Germany seeks to slow migrant flow

BBC Online

Germany on Friday said that asylum seekers would only be able to enter the country at five points along its border with Austria to better control a mass influx.

Authorities in Bavaria have complained a lack of co-ordination with Austria is hampering efforts to aid new arrivals.

Many others continue to make their way via Greece, in freezing temperatures, hoping to get asylum in Germany.

A spokeswoman for Germany's interior ministry told AFP news agency that the new rules on entry points would go into effect immediately.

"We would like to have a more orderly procedure," she said.

A senior Bavarian politician said that under the agreement, 50 migrants an hour could cross into the state at the five agreed points.

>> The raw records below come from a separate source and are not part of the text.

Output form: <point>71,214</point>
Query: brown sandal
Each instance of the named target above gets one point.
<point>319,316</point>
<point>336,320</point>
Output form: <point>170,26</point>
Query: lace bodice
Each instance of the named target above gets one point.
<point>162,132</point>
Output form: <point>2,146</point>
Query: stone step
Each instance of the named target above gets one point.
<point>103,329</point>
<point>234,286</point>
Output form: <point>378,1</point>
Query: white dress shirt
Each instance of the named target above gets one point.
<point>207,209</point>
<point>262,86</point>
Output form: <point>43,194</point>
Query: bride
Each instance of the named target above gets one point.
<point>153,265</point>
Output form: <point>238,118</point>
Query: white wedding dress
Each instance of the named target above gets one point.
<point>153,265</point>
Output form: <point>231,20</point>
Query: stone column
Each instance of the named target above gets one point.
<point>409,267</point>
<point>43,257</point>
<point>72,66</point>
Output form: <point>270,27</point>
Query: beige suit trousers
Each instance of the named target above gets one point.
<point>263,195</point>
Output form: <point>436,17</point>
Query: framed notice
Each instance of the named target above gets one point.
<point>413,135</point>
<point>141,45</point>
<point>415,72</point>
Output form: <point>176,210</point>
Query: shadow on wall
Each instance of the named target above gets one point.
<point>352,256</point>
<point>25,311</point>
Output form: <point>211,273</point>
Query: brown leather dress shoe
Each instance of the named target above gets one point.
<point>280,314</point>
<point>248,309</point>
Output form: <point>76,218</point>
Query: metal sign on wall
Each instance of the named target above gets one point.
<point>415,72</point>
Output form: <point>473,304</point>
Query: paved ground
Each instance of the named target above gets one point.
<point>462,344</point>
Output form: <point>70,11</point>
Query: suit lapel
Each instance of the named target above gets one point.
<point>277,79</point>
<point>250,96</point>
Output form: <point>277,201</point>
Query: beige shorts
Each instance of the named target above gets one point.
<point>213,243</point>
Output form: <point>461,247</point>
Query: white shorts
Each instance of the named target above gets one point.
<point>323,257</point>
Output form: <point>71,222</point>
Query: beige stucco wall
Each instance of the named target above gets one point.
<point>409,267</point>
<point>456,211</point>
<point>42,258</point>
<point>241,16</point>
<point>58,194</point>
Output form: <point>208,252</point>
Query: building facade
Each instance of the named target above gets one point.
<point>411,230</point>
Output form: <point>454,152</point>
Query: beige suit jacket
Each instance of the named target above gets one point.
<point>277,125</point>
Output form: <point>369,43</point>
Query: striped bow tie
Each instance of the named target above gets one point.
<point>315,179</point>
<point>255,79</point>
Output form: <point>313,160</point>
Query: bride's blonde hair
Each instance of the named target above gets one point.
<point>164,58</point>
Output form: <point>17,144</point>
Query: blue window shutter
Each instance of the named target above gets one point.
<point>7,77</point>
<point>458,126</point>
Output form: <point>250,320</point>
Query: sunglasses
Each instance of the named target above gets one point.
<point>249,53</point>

Earlier this week, German Interior Minister Thomas de Maziere accused Austria of transporting refugees to the German frontier at night, leaving them there unannounced.

Federal police spokesman Heinrich Onstein has said everything was being done to prevent the migrants from having to sleep outdoors.

However an Austrian police spokesman dismissed such accusations as a "joke", given that Austria was receiving 11,000 people a day just at the Spielfeld crossing from Slovenia.

Germany expects at least 800,000 asylum seekers this year - some estimates put it as high as 1.5 million. That is at least four times the number who arrived last year.

Last Wednesday, more than 8,000 migrants arrived in Bavaria, German  police  said.

And last weekend authorities in Passau - a major transit hub for asylum seekers - said they had been overwhelmed by a new influx of some 15,000 people who arrived from Austria.